Changements climatiques: les investisseurs institutionnels réclament des gestes «urgents»

Un berger traverse un lac asséché en Inde.
Photo: Noah Seelam Agence France-Presse Un berger traverse un lac asséché en Inde.

La coalition des grands investisseurs institutionnels qui préconisent des gestes concrets dans la lutte contre les changements climatiques prend de l’ampleur : ils sont désormais 288 aux quatre coins du monde à réclamer des actions « urgentes » pour atteindre les objectifs de l’accord de Paris.

Ces investisseurs, dont les actifs sous gestion totalisent 26 000 milliards $US, demandent par la même occasion aux gouvernements de forcer une meilleure divulgation des risques qui guettent les entreprises au chapitre des changements climatiques.

Publiée à l’approche de la réunion des pays du G7, la lettre est signée notamment par la Caisse de dépôt et placement du Québec, l’assureur allemand Allianz, l’assureur britannique Aviva, le régime québécois Bâtirente, le régime des employés du secteur public de la Californie (Calpers), la Banque de Montréal, la Banque Postale, la Banque HSBC, Manuvie, Addenda Capital, de même que des investisseurs italiens et danois.

« Nous sommes préoccupés du fait que l’implantation de l’accord de Paris prend du retard sur l’objectif convenu » de limiter à deux degrés le réchauffement de la planète et de mettre en oeuvre des efforts visant à le limiter à 1,5 degré Celsius, indique la lettre. On y suggère aussi l’élimination graduelle des subventions aux énergies fossiles, la fin des centrales au charbon et la tarification du carbone.

2020 comme date butoir

Les gouvernements et dirigeants devraient s’engager à implanter d’ici 2020 les recommandations mises en avant par le groupe de travail sur les divulgations financières, dirigé par Michael Bloomberg. Mais ils expriment également le souhait que d’éventuelles obligations de divulgation soient reprises par les organismes internationaux de normes.

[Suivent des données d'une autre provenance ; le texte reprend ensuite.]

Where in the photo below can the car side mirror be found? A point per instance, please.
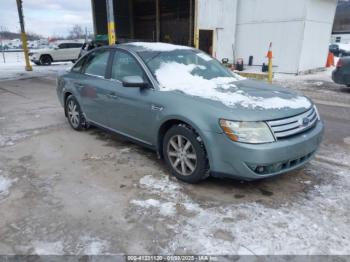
(134, 81)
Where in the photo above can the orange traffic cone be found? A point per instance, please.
(330, 60)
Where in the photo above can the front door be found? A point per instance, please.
(133, 113)
(93, 88)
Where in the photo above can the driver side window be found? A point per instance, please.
(124, 65)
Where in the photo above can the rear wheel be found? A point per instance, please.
(185, 154)
(45, 60)
(75, 116)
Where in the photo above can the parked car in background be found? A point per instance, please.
(195, 113)
(341, 75)
(88, 46)
(66, 51)
(340, 49)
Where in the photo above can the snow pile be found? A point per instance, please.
(175, 76)
(217, 228)
(92, 246)
(160, 47)
(48, 248)
(5, 184)
(14, 67)
(165, 209)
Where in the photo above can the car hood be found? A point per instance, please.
(249, 100)
(42, 50)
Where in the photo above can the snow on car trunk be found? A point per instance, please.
(176, 76)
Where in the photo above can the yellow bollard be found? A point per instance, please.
(269, 56)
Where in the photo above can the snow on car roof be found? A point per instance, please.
(175, 76)
(159, 47)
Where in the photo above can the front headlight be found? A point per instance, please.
(247, 132)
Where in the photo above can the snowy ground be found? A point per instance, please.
(66, 192)
(14, 67)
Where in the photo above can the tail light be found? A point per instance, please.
(340, 63)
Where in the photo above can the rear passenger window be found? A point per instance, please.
(97, 63)
(78, 66)
(125, 65)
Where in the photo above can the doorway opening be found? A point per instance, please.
(206, 41)
(169, 21)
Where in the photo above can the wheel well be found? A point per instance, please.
(165, 127)
(66, 95)
(46, 55)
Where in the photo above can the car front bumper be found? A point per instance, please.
(251, 162)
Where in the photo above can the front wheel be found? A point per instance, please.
(185, 154)
(45, 60)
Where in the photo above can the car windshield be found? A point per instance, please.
(194, 62)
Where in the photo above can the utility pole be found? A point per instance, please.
(23, 35)
(2, 45)
(157, 21)
(112, 38)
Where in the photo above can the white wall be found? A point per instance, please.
(344, 38)
(299, 30)
(318, 27)
(220, 16)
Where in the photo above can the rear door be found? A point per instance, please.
(133, 112)
(93, 87)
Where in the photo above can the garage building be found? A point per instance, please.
(300, 30)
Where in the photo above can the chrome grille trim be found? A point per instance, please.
(293, 125)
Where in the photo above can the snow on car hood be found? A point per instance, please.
(175, 76)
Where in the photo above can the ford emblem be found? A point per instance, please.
(305, 121)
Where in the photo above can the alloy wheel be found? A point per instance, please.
(73, 114)
(182, 155)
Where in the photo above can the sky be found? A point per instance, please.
(47, 17)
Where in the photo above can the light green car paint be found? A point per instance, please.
(143, 114)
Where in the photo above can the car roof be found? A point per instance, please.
(151, 47)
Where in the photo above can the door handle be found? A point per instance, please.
(78, 85)
(112, 96)
(157, 108)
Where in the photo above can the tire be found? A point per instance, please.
(45, 60)
(185, 155)
(74, 114)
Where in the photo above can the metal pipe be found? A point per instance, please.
(28, 67)
(157, 21)
(112, 37)
(190, 42)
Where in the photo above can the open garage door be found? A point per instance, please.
(169, 21)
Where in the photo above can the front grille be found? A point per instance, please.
(291, 126)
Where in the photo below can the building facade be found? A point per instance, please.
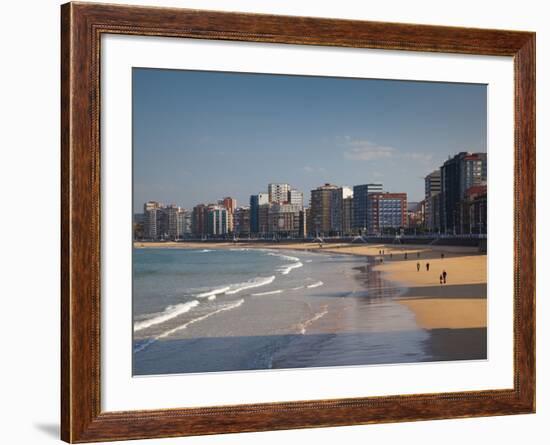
(217, 221)
(432, 186)
(386, 211)
(296, 197)
(322, 209)
(284, 220)
(278, 192)
(458, 174)
(360, 205)
(242, 221)
(255, 202)
(199, 225)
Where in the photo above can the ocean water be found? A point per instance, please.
(204, 310)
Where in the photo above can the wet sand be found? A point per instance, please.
(453, 316)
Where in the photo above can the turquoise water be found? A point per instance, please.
(201, 310)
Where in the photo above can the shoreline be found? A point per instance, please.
(435, 323)
(459, 304)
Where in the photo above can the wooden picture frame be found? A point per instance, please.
(82, 25)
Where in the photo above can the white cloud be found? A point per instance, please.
(363, 150)
(310, 169)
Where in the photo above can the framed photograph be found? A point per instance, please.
(274, 222)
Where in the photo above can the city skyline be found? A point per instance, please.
(199, 136)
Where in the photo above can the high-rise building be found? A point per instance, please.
(296, 197)
(323, 213)
(474, 210)
(242, 221)
(386, 210)
(458, 174)
(278, 192)
(230, 204)
(217, 220)
(199, 225)
(284, 219)
(255, 202)
(139, 226)
(360, 204)
(304, 220)
(175, 217)
(151, 212)
(347, 216)
(432, 186)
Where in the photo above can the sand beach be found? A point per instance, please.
(447, 321)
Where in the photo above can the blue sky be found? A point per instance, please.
(200, 136)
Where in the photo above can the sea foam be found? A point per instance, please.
(314, 285)
(169, 313)
(257, 282)
(172, 331)
(271, 292)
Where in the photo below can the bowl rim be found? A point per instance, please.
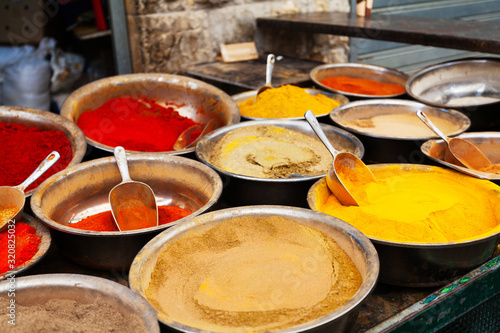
(45, 187)
(369, 252)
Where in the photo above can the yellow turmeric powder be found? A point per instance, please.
(412, 205)
(286, 102)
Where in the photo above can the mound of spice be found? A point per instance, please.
(26, 147)
(286, 102)
(104, 221)
(136, 124)
(361, 86)
(27, 243)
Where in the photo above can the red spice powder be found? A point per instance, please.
(104, 221)
(135, 124)
(27, 244)
(23, 148)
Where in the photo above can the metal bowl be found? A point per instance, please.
(38, 289)
(82, 190)
(45, 120)
(358, 70)
(421, 264)
(44, 246)
(354, 243)
(241, 97)
(390, 148)
(246, 190)
(192, 95)
(470, 86)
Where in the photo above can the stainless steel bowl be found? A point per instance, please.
(45, 120)
(38, 289)
(354, 243)
(389, 148)
(241, 97)
(358, 70)
(470, 86)
(83, 190)
(190, 94)
(41, 230)
(245, 190)
(424, 264)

Dévoilé en juin 2017, le rapport du groupe de travail suggérait ainsi que les entreprises devraient présenter aux investisseurs toute une brochette d’informations concernant leur manière d’aborder les changements climatiques, par exemple en matière de stratégie, d’indicateurs utilisés et de cibles à atteindre. Il ne précisait pas d’échéancier, mais souhaitait une mise en application « aussitôt que possible ».

Le rapport du groupe de M. Bloomberg a récemment reçu l’appui d’un certain nombre d’établissements financiers, dont la Banque CIBC et la Banque Scotia. La grappe Finance Montréal, au nom d’une trentaine de membres comme Desjardins et Jarislowsky Fraser, a aussi exprimé son appui à l’automne 2017.

La France, la Suède et le Royaume-Uni font déjà partie des pays qui ont publiquement salué les recommandations du groupe de travail, tout comme plusieurs regroupements de comptables un peu partout dans le monde.

Une récente analyse faite par l’Asset Owners Disclosure Project, par exemple, a conclu il y a deux semaines que neuf stratégies d’investissement sur dix dans le secteur de l’assurance « n’arrivent pas à s’aligner sur les » objectifs de la conférence de Paris. L’étude, menée conjointement avec le groupe britannique ShareAction, s’est penchée sur 80 assureurs mondiaux dont les actifs totalisent 15 000 milliards.

Élargissement des coalitions

L’explosion des coalitions à l’échelle mondiale et l’intégration des enjeux climatiques au sein des stratégies de gouvernance et de divulgation offrent un contraste saisissant avec la réalité d’un passé pas si lointain, quand les « investisseurs éthiques » figuraient parmi les seuls à exprimer ces inquiétudes de façon publique.

Le vent a commencé à tourner il y a un peu moins d’une dizaine d’années, à l’époque où le Carbon Disclosure Project prenait du galon. Le Harvard Business Review a d’ailleurs déjà conclu que le CDP, qui utilise les investisseurs comme levier en attendant que les gouvernements agissent, est « l’ONG écologiste la plus puissante dont vous n’avez jamais entendu parler ».